Anthropologist Mahmood Mamdani explained the context justifying large families in the distant past. Children were the economic support system providing needed labour and physical security in the absence of a managed economy and police force.

There are political and theological reasons as well. The political motive for large families has been prominent since the 1950s as religions battle for electoral majority in plural constituencies across a swath of democratic nations. Theology also provides a strong underlying reason for uncontrolled births. Religions either propagate the view that human births are rare and hence every birth is necessary or that a soul waits to be created whenever a married couple embrace. This is a misunderstanding of scripture.

The correct understanding of “soul” is to be found in the Upanishads, a collection of Hindu scriptures. There, it is stated that your innermost self is the Atman. What is Atman? Take 1,000 mirrors and lay them on a big open field at high noon.
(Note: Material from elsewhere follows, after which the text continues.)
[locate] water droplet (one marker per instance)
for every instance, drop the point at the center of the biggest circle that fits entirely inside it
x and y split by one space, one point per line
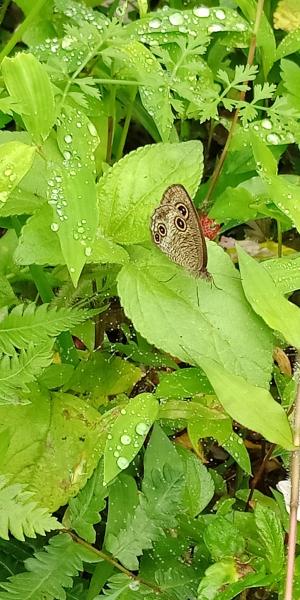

You have created 1,000 suns. But the truth is that each sun in the mirror is just a reflection of the one sun. The mirror is our physical body containing a divine reflection.

Buddhist scriptures are sprinkled with the term anatman or anatta, which means “no soul” in Sanskrit and Pali. However, there is strong recognition in Buddhism that consciousness predates life and survives death. Individual consciousness is like a stream of water that comes from and flows back into the ocean. Science finds no evidence of soul, but has discovered that consciousness exists beyond death.

The proposed National Interfaith Council for Climate Change must take this “baby step” of initiating a global religious action plan to stop unnecessary human births in every country. We must prevent a Usain Bolt of climate change from bolting towards the finishing line, at all cost.

India’s northern state of Uttar Pradesh is leading the way for all religiously-inclined nations to dampen climate change. It has introduced a two-child family policy under a UP Population Control, Stabilisation and Welfare Bill 2021. A third child is permitted only if a couple have two daughters. The draft bill contains penalties for offenders such as barring access to government subsidies and benefits, as well as jobs in government services.